Local Man's Fantasy Football Team So Bad It Somehow Scored Negative Points in Real NFL Games

DENVER, CO — In what statisticians are calling "a mathematical impossibility that somehow became reality," local accountant Brad Hensley's fantasy football team has performed so poorly this season that it has begun deducting points from real NFL games, sources confirmed Tuesday.
The phenomenon first came to light during last Sunday's Broncos-Chiefs game, when Kansas City kicker Harrison Butker successfully made a 42-yard field goal that inexplicably resulted in negative three points for the Chiefs. Upon further investigation, league officials discovered that Hensley had Butker on his bench while starting the long-retired Adam Vinatieri, who has been golfing in retirement for three years.
"I've been doing this for 30 years, and I've never seen anything like it," said NFL statistician Margaret Kowalski. "Brad's team is so fundamentally bad at fantasy football that reality itself is trying to correct the imbalance. We've had to hire a team of quantum physicists just to calculate his weekly scores."

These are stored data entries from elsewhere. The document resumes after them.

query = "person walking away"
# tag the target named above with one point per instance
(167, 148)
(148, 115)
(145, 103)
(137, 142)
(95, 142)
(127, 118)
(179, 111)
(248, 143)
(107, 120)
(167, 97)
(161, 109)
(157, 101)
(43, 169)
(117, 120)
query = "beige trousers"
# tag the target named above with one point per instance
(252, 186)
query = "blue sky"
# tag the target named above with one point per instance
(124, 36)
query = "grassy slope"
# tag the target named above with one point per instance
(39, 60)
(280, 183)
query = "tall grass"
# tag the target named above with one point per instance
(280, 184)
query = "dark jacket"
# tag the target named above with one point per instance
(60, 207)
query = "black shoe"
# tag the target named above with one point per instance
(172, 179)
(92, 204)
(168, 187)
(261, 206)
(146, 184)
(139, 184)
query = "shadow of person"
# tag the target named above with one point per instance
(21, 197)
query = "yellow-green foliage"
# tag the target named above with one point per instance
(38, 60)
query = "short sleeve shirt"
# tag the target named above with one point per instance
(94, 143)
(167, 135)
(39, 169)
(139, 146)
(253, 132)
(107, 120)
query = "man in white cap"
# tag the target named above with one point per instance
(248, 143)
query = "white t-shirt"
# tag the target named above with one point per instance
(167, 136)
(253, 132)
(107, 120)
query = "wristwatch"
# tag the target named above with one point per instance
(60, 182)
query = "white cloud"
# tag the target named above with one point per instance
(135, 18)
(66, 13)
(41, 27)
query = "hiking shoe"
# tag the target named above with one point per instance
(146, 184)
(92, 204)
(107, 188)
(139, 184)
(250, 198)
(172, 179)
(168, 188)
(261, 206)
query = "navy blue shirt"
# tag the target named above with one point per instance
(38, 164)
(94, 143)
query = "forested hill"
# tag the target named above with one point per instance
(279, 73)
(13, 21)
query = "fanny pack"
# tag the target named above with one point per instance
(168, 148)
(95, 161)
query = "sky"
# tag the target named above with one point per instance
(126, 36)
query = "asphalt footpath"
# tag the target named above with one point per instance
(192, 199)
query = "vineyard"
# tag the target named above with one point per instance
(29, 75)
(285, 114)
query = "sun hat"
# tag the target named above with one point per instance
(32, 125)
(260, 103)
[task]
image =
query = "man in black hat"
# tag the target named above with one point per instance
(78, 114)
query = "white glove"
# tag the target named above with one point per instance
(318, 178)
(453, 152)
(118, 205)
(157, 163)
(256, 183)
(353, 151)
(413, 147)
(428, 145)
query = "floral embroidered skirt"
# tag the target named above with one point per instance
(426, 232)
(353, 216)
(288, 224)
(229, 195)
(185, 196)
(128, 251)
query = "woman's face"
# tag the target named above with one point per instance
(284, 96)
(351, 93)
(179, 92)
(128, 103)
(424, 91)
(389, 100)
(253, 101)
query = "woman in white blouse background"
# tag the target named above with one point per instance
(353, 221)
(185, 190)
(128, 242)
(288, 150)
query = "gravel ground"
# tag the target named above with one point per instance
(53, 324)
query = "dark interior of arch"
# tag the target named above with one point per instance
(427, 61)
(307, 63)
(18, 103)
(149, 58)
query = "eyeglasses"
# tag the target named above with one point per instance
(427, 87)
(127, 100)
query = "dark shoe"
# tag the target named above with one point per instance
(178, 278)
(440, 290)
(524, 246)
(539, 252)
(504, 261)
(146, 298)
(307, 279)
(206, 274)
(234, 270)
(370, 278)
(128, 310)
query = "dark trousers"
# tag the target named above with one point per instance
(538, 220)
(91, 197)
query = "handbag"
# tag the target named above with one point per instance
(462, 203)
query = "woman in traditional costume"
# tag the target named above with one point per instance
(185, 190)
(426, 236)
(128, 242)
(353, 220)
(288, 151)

Hensley's team, "Brad's Sure-Fire Winners," currently sits at -847 points for the season, despite the league's scoring system technically making negative points impossible. His roster includes three retired players, two college athletes who aren't draft-eligible until 2026, and somehow, a golden retriever named Mr. Whiskers listed as his starting quarterback.
"I don't understand what everyone's so upset about," Hensley said while reviewing his lineup on his phone upside-down. "Mr. Whiskers has great vision and leadership qualities. Sure, he's never thrown a football, but he's very good at catching them in his mouth."
The ripple effects have been felt league-wide. During Monday Night Football, Dolphins receiver Tyreek Hill caught what appeared to be a touchdown pass, only to have it ruled a "Brad Penalty" — a new category of infraction created specifically for Hensley-related scoring anomalies. The touchdown was not only reversed but actually subtracted six points from Miami's season total.
"We're having to rewrite the laws of mathematics," explained Fantasy Football Commissioner Dr. James Peterson. "Brad has somehow created a scoring black hole. We've assigned a team of MIT graduates just to prevent his team from accidentally erasing entire franchises from existence."
Despite the chaos, Hensley remains optimistic about his chances, noting that he recently traded his kicker for "future considerations" to a team that doesn't exist in his league. When asked about his strategy for next week, Hensley confidently stated he plans to start his "sleeper pick" — NASCAR driver Dale Earnhardt Jr. — at tight end.
The NFL has announced they're considering implementing a "Brad Rule" that would require fantasy players to pass a basic competency test before being allowed to set lineups that could theoretically unravel the space-time continuum.